‘Transport’ Shoppers to Solutions

Articles
March 22, 2010

‘Transport’ Shoppers to Solutions

When people go to the movies, they want to escape for two hours or so – and laugh out loud or be thrilled if they’re fortunate enough to see a good film.

When people go to the movies, they want to escape for two hours or so – and laugh out loud or be thrilled if they’re fortunate enough to see a good film.

No such luck in the supermarket – unless one happens to live near Jim Carrey or Matt Damon and catch them in an ad hoc rehearsal by the pasta.

So the news that some movie theaters are upscaling with better food – mango margaritas, blue-cheese potato chips, wine-poached jumbo shrimp or shredded duck tacos, to name a few of the examples reported by USA Today – seems like it could be a winner. After all, people want to be at the theater, in giant chairs with giant images, giant sound…and now giant-quality food in a dinner-movie date setting. 

During a strong box-office year (that tends to happen during recessions), theater operators are bringing many refinements to the classic food-and-movie pairing.
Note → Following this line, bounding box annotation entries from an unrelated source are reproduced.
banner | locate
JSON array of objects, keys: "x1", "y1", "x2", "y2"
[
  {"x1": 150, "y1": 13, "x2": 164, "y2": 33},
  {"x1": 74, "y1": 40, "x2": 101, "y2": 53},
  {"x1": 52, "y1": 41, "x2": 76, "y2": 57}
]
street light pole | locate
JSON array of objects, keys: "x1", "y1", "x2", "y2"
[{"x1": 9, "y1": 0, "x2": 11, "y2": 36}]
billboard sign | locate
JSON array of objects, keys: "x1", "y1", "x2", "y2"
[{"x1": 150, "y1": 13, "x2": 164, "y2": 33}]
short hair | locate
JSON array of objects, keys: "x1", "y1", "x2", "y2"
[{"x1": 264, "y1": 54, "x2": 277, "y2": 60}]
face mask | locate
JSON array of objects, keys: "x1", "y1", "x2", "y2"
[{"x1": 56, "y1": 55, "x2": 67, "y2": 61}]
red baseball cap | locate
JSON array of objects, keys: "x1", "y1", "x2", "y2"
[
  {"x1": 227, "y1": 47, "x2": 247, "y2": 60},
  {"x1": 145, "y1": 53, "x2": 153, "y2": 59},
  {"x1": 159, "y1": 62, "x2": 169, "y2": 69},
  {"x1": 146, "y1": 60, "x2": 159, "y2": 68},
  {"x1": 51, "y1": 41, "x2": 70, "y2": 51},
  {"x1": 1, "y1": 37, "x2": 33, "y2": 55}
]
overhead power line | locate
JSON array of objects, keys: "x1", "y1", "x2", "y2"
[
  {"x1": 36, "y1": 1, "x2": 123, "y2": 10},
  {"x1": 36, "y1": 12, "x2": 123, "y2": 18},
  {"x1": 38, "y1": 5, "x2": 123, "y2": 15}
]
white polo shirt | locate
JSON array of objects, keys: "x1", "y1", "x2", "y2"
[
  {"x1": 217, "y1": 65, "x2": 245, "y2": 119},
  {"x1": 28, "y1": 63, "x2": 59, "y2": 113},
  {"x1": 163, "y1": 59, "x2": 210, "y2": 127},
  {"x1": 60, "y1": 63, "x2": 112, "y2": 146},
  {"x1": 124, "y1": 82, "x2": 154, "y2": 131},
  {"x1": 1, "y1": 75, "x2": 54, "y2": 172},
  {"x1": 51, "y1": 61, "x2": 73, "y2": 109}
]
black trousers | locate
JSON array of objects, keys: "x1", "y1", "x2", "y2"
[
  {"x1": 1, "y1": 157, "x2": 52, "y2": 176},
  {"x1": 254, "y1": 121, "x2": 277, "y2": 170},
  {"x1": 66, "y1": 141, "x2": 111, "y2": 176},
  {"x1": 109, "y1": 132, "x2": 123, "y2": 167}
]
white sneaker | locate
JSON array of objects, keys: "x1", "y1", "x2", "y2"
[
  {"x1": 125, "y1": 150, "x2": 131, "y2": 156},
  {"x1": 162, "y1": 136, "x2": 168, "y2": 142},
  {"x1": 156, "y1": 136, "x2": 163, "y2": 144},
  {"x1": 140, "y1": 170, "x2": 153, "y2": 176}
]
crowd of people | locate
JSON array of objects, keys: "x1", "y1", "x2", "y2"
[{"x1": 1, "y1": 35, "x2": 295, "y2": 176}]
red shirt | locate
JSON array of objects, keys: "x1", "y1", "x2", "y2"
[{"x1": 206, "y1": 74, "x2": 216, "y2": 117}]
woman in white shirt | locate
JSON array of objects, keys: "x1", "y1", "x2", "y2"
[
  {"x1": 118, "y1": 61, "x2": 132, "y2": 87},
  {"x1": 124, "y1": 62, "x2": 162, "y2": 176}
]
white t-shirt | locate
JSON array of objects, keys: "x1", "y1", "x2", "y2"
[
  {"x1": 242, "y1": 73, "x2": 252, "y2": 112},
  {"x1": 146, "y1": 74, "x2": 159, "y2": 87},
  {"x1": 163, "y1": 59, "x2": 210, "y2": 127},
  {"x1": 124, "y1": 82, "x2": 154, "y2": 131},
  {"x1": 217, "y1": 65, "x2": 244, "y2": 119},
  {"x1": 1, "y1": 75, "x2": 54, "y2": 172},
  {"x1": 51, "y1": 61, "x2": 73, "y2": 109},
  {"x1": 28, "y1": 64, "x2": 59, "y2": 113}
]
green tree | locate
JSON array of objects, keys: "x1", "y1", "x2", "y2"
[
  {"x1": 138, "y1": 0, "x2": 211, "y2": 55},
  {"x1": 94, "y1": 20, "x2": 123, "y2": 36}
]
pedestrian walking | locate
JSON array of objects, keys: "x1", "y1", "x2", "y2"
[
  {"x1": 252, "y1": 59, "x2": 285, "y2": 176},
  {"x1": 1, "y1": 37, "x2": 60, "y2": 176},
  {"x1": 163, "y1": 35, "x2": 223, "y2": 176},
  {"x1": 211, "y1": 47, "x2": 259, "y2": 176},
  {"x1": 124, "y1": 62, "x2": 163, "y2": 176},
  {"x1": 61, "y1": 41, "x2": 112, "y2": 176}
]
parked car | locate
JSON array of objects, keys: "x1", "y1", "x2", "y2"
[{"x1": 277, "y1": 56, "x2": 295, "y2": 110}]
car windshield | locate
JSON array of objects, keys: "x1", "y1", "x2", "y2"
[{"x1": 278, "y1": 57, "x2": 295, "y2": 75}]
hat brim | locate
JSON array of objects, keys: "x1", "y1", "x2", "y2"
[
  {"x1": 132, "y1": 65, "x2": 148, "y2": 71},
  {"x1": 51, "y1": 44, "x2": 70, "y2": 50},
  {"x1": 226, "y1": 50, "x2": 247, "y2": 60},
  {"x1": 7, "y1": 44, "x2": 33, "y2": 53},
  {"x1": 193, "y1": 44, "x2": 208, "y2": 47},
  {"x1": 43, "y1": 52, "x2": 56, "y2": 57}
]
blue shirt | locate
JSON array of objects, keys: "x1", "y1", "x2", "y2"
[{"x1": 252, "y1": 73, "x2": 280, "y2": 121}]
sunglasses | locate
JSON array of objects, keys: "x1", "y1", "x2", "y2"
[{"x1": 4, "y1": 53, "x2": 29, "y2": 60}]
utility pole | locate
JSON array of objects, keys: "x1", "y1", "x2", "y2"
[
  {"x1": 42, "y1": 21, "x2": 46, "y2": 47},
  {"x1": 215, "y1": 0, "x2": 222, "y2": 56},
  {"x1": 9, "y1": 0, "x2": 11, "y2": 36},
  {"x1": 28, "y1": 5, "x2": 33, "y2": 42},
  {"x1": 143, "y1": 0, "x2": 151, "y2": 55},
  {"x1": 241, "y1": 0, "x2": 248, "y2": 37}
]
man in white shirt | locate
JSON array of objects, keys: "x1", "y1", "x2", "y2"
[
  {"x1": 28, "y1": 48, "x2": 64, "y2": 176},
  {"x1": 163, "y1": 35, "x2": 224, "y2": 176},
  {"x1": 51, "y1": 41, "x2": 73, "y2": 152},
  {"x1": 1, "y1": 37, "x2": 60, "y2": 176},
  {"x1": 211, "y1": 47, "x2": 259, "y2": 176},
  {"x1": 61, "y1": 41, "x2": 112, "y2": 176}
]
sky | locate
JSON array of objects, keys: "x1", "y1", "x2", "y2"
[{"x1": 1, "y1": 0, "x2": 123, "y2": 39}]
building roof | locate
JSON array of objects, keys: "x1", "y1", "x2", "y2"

This got us to thinking at The Lempert Report how possible it might be to alter the supermarket experience in ways that bring shoppers pleasure and comfort, and stores performance and distinctiveness.

We’ve seen retailers try racetrack formats, different lighting schemes for perimeter service departments, and even drive-thru formats. We’ve seen experiments with aromas, music and other sensory manipulations to attract shoppers, induce them to linger and perhaps focus on specific displays. Have any ‘transported’ shoppers like an IMAX screen could? Doubtful.

Definitely, supermarkets could use some ‘functional creativity’ to go with their role of mission provider – perhaps projected images by the deli of people enjoying outdoor picnics, boat rides or barbecues to stimulate sales of meats, cheeses, wine and more for those occasions. Or projected images by the bakery of children’s birthday parties, or grandma’s milestone birthday, a soldier’s homecoming, or a student’s graduation to inspire large cake orders.  Lead people to think about pleasurable occasions coming up and associating your store with ways to make them better.

Go around the store with similar sensibilities and do-able ideas will come to mind. At the least, they’ll make people feel good – they’ll add some emotion to the shopping trip, and they’ll seed future purchases. Retailers could go one step further, and invite shoppers to submit some of their own photos and videos for display.

These may not be Hollywood quality, but that’s irrelevant. What makes this good is the added warmth, the emotional pick-me-up, and the diversion from plain vanilla shopping that otherwise doesn’t inspire. It’s a more personal twist on in-store marketing, one that could potentially do more to ‘move’ shoppers toward meal and occasion solutions that they might never have noticed before.